Sergueï Sergeievitch PROKOFIEV

Sontsovka 23 avril 1891 - Moscou 5 mars 1953

 

 

 

Lieutenant Kijé Chanson

 

 

Cavalerie rouge(détail) Kazimir Malevitch Huile sur toile, 1918

 

 

 

 

 

 

 

 

 

 

 

 

 

 

Musique de film commandée et composée en 1934, la partition de Lieutenant Kijé est devenue une oeuvre de concert réjouissante qui se moque de toutes les bureaucraties avec l'acidité des timbres et des rythmes que Prokofiev affectionnait tant...


Après avoir longtemps mené une vie brillante et cosmopolite, Prokofiev éprouve le désir, au début des années trente, de retrouver sa terre natale. La Russie, cependant, est devenue l'URSS, et une fois le compositeur rentré définitivement, en 1938, on ne l'autorisera plus jamais, pendant les quinze ans qui lui resteront à vivre, à quitter le pays. Prokofiev imagine-t-il, en 1934, qu'on puisse lui réserver un pareil traitement ? Car dès cette époque, pour le séduire, les commandes officielles abondent ; elles concernent, pour la plupart, des musiques de scène et de film. Parmi celles-ci, la musique d'un film de Feinzimmer intitulé Lieutenant Kijé, inspiré de Youri Tinianov. Le compositeur y voit «l'occasion de (s)'essayer à un sujet soviétique et de mettre à l'épreuve le public soviétique». Il précise : «Je m'intéresse à un sujet qui défendrait les éléments positifs, les aspects héroïques de la construction socialiste, le nouvel homme, la lutte pour triompher des obstacles.»

L'action, située au XVIIIe siècle mais tout à fait adaptée au XXe, est pourtant d'une ironie mordante, et on peut se demander quelle est la part de la candeur et celle de l'ironie dans le comportement de Prokofiev en 1934, devant ce miroir aux alouettes, et plus encore dans sa décision, en 1938, de se plier aux oukases esthétiques soviétiques dont il sera plus tard lui aussi la victime.

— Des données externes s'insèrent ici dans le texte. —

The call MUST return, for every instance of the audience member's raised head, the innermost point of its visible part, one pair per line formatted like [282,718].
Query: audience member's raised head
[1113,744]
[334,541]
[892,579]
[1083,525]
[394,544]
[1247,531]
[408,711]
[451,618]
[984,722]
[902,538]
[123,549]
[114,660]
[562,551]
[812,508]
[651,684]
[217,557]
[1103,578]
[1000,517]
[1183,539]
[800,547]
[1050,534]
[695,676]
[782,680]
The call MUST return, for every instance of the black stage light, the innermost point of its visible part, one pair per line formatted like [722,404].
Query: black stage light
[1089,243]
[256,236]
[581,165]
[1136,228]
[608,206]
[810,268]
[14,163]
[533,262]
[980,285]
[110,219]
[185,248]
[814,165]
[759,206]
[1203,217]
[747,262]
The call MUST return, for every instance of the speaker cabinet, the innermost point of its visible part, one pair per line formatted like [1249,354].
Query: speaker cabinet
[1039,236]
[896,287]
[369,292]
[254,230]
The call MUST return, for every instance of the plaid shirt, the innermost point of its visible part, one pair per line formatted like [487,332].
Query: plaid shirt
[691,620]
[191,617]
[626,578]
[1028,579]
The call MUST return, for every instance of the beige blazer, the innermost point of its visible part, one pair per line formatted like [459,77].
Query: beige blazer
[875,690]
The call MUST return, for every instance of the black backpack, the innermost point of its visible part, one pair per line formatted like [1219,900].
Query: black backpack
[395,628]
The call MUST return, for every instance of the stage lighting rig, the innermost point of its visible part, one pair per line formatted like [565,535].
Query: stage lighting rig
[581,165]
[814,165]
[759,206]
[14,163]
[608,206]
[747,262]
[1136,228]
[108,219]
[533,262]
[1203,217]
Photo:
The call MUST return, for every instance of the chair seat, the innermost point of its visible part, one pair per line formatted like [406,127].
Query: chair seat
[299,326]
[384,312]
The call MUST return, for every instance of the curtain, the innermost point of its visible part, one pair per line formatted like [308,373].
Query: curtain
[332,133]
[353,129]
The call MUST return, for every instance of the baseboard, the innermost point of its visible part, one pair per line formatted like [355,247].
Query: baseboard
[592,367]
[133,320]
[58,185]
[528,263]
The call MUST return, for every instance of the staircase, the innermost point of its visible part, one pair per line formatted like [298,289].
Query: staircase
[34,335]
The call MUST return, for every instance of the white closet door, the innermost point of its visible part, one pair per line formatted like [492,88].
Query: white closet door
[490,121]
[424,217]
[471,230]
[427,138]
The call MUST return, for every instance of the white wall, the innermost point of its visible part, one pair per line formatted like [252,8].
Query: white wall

Nostalgie irrémissible de la géographie ou aveuglement devant l'histoire ?

André Lischké résume ainsi le sujet du Lieutenant Kijé : «Une erreur de transcription dans un document militaire fait apparaître le nom d'un lieutenant qui n'existe pas (la traduction parfois adoptée, Lieutenant Nant, permet de comprendre la nature de cette méprise). Mais nul n'ose l'avouer au tsar. Il s'ensuit un personnage fantôme, qui sert de prête-nom en diverses circonstances. Le jour où le tsar voudra faire la connaissance de cet officier exemplaire, on lui annoncera sa mort, et assistant à l'enterrement d'un cercueil vide, le tsar dira : “Mes meilleurs hommes s'en vont” !»

Le film ne fut jamais réalisé mais Prokofiev, conscient de la valeur de sa musique, en conçut une suite symphonique qui fait se succéder cinq épisodes orchestraux qui utilisent le saxophone ténor, le xylophone et le célesta. (Une autre version de la suite fait intervenir aussi un baryton.) La Naissance de Kijé, qui se déroule dans une ambiance de caserne et cite le thème mélancolique du lieutenant fantôme, précède une Romance qui reprend la chanson russe «La Colombe grise gémit» orchestrée de manière burlesque. Le Mariage de Kijé est une page de fausse majesté qui alterne avec un thème joyeux confié au cornet à piston. La Troïka qui suit est une chanson de hussard accompagnée par des grelots de traîneau (piano, harpe, cloches). Pour l'Enterrement de Kijé, retour à la musique militaire du début, mais sur le mode tragi-comique ; tous les thèmes précédents passent en revue, rapidement, l'existence de l'officier factice.

Cette musique à la fois nostalgique et gouailleuse, toute soviétique qu'elle fût par son origine, fera son chemin aux États-Unis : dès 1937, l'Orchestre Symphonique de Boston l'interprétera sous la direction de Serge Koussevitzky.